Yes you can smoke parmesan, I've done a few chunks and it was awesome.


----------



## mballi3011 (Jul 28, 2010)

Now smoked Parm sounds great to me. I bet it can be good too.


----------



## ak1 (Jul 28, 2010)

You can pretty much smoke any cheese.


----------



## carson627 (Jul 29, 2010)

Does it hold up to temps better than cheddar?  It's so blinking hot here that cheddar/mozarella would melt just sitting in a cold smoker.


----------



## squirrel (Jul 31, 2010)

It will sweat, but it does hold up better than mozz. Gosh, any cheese holds up better than mozz, I can look at wrong and it melts.


----------



## ak1 (Jul 31, 2010)

Squirrel said:


> It will sweat, but it does hold up better than mozz.

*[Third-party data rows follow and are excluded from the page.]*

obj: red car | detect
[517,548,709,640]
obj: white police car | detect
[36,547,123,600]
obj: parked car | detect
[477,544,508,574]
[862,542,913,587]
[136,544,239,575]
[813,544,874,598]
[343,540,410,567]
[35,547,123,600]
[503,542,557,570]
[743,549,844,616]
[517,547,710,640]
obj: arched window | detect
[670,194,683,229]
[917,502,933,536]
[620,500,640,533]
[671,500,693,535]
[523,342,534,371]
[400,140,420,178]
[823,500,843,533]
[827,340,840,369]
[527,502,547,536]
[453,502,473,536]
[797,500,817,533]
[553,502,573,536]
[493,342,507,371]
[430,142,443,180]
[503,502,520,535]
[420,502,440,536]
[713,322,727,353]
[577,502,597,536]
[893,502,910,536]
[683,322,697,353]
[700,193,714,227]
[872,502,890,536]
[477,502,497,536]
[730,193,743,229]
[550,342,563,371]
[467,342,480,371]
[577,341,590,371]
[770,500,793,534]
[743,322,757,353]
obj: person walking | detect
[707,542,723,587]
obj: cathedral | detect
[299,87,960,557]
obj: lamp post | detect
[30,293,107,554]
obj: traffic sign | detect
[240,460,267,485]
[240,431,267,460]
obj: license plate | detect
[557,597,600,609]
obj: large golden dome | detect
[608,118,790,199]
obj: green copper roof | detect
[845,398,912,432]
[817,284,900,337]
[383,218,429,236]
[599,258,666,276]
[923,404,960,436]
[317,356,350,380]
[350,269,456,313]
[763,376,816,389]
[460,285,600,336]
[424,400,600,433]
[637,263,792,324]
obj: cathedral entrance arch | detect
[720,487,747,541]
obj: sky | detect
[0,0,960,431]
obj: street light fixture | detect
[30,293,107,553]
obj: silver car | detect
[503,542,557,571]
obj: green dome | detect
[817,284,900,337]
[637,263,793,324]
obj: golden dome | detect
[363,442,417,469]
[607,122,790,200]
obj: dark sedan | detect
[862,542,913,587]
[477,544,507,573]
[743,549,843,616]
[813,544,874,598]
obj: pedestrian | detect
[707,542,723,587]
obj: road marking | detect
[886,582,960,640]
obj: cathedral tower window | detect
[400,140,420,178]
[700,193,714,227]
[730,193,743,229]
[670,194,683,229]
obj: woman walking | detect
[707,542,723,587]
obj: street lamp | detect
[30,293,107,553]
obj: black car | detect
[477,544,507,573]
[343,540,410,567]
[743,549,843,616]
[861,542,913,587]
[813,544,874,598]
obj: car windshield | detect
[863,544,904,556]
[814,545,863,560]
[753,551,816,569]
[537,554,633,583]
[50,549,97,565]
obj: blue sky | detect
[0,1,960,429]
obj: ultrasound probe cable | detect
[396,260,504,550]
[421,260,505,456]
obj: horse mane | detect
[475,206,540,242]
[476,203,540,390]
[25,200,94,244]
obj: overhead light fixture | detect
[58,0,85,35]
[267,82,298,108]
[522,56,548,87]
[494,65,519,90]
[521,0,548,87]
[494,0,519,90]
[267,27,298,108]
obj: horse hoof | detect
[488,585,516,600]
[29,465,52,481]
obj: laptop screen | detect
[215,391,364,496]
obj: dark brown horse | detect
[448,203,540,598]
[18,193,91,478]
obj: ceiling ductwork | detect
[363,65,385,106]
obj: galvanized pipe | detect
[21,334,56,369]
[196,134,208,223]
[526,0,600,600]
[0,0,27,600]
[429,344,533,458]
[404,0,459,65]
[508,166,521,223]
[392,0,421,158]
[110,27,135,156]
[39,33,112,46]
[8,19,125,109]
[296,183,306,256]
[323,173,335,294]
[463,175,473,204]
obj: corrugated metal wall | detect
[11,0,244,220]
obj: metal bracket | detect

Gosh, any cheese holds up better than mozz, I can look at wrong and it melts.


Squirrel, I'm sure if you looked at me, I would melt as well!


----------



## squirrel (Jul 31, 2010)

Awww, that is so sweet! AK1!


----------



## carson627 (Aug 5, 2010)

I just pulled a wedge of parmesan smoked with cherry using my new a-maze-n smoker.  Delicious!!!  I'll let it rest for a week or so (I have to go out of town or it wouldn't last!)   :)


----------



## scarbelly (Aug 5, 2010)

Dont forget the pics - I am gatherin a group of cheeses for a smoke in the next couple of weeks

Parmesan

Fresh Mozarella

Pepper Jack

Mozarella

Monterey Jack

Cheddar

are on the list so far -

If I can find some affordable reggiano will add that too


----------



## dale5351 (Aug 5, 2010)

I've got cheese blocks in the frig waiting for the temperatures to go down here.  We've had two weeks of 95-100 F outside during the day, and hardly lower than 80F at night.

I have a variety of sawdust to use in my A-Maze-N smoker, and will have to restrain myself from putting all the cheese on at once so that I can test them each out.  Got Oak wine barrel, oak whiskey barrel, peach, hickory and maple.    Can't wait, but I think that these temps are too high -- even with ice blocks.


----------